Last week, I introduced the historic event known as the First Great Awakening and wrote about the influence of William and Gilbert Tennant, who established a Log College for training ministers in extemporaneous preaching. This week, I want to look at someone who was just as influential, but entirely different in manner.
Jonathan Edwards was a Massachusetts Congregationalist minister who is widely respected among theologians today for his thoughts on the love of God. He was a central figure in the Awakening, yet he wasn’t like the preachers being trained by the Tennants. His methods might be styled more “old school.”
Edwards certainly wanted to lead his hearers into a life of obedience to God, but not by any type of emotional appeal—at least in his manner of preaching. He never spoke extemporaneously, but spent a lot of time developing the logic of his sermons. Then when he delivered them, he chose to memorize them first, and recite them to the congregation. He didn’t use much inflection in his voice and didn’t look directly at the parishioners. Instead, he would stare at the back wall as he gave them his memorized sermon.
That certainly sounds, on the surface, like a recipe for utter boredom. Yet there must have been something in his countenance and the way he spoke that captured people’s attention. His church experienced an awakening in the 1730s, well before the mighty wave that followed with the arrival of George Whitefield (my next subject on this topic). It was such a deep renewal of faith that Edwards wrote about it in detail.
He called his treatise A Faithful Narrative of the Surprizing [sic] Work of God. That’s the short version of the title; long titles were common practice back then. If you ever want to find out what took place in Edwards’s church, you can find this testimony online.
Edwards, though, is probably best known for one particular sermon, preached in a Connecticut church in 1741. It is called Sinners in the Hands of an Angry God. While that may sound rather startling for the theologian of God’s love, if one looks at it carefully, it is clear that what he is upholding is God’s enduring patience with sinners. The warning, however, is that if we resist His calling on our lives and die without taking advantage of His redemption, we can’t expect patience anymore. All that is left is the Judgment.

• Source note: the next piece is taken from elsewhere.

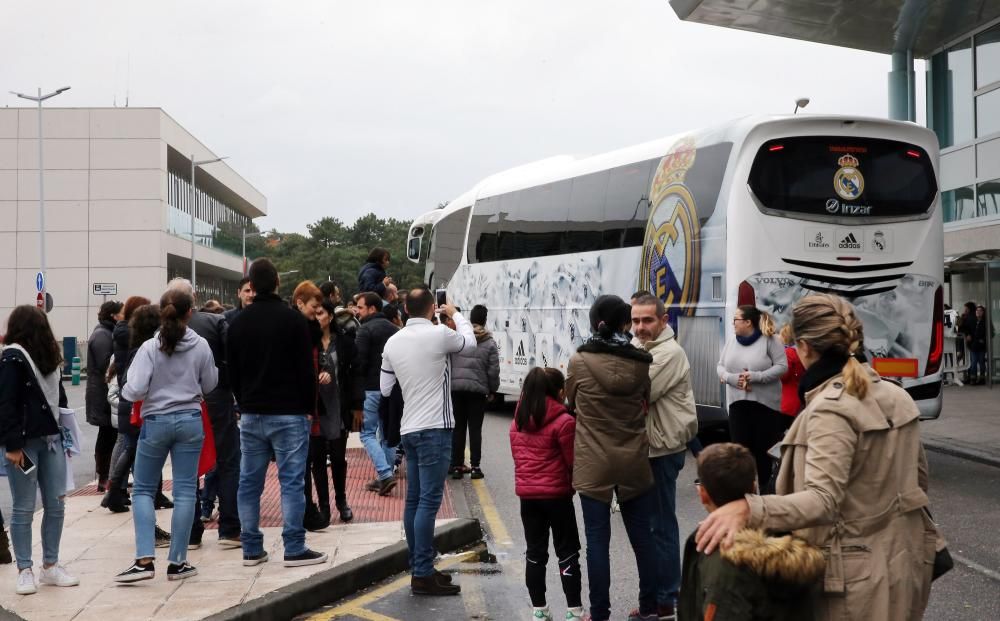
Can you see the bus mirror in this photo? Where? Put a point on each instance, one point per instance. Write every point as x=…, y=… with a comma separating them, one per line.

Here’s one of the more striking passages from that sermon:
The God that holds you over the pit of hell, much as one holds a spider, or some loathsome insect over the fire, abhors you, and is dreadfully provoked: his wrath towards you burns like fire; he looks upon you as worthy of nothing else, but to be cast into the fire; he is of purer eyes than to bear to have you in his sight; you are ten thousand times more abominable in his eyes, than the most hateful venomous serpent is in ours. You have offended him infinitely more than ever a stubborn rebel did his prince; and yet it is nothing but his hand that holds you from falling into the fire every moment. It is to be ascribed to nothing else, that you did not go to hell the last night; that you was suffered to awake again in this world, after you closed your eyes to sleep. And there is no other reason to be given, why you have not dropped into hell since you arose in the morning, but that God’s hand has held you up. There is no other reason to be given why you have not gone to hell, since you have sat here in the house of God, provoking his pure eyes by your sinful wicked manner of attending his solemn worship. Yea, there is nothing else that is to be given as a reason why you do not this very moment drop down into hell.

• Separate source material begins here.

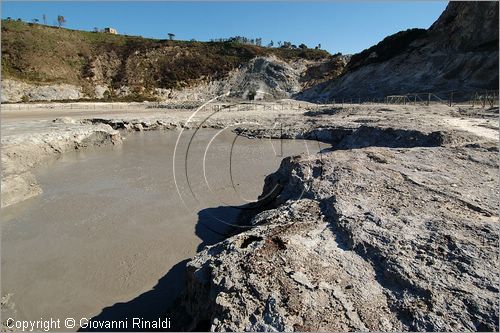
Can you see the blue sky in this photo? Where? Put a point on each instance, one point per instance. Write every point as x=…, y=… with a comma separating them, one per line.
x=346, y=27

We are told that these words cut to the hearts of so many that morning that they were crying out not to be thrust into the flames. How do we know this was the Spirit of God at work and not the manipulation of a preacher? How many people today do you think would be so impacted by a man who spoke a memorized sermon to them in a flat voice while staring at the back wall? There was no manipulation here; merely a warning taken from the truth of God’s Word. Hearts, apparently, were prepared to hear the warning.
In 1757, Edwards took on the task of the presidency of the College of New Jersey (later known as Princeton). The trustees wanted someone who had that kind of dedication to the Awakening to guide the students. Unfortunately, he died from a smallpox vaccination only one month after being installed as the president.
Although Edwards’s ministry was cut short, his accomplishments as a pastor/teacher/preacher and as a theologian are highly regarded today.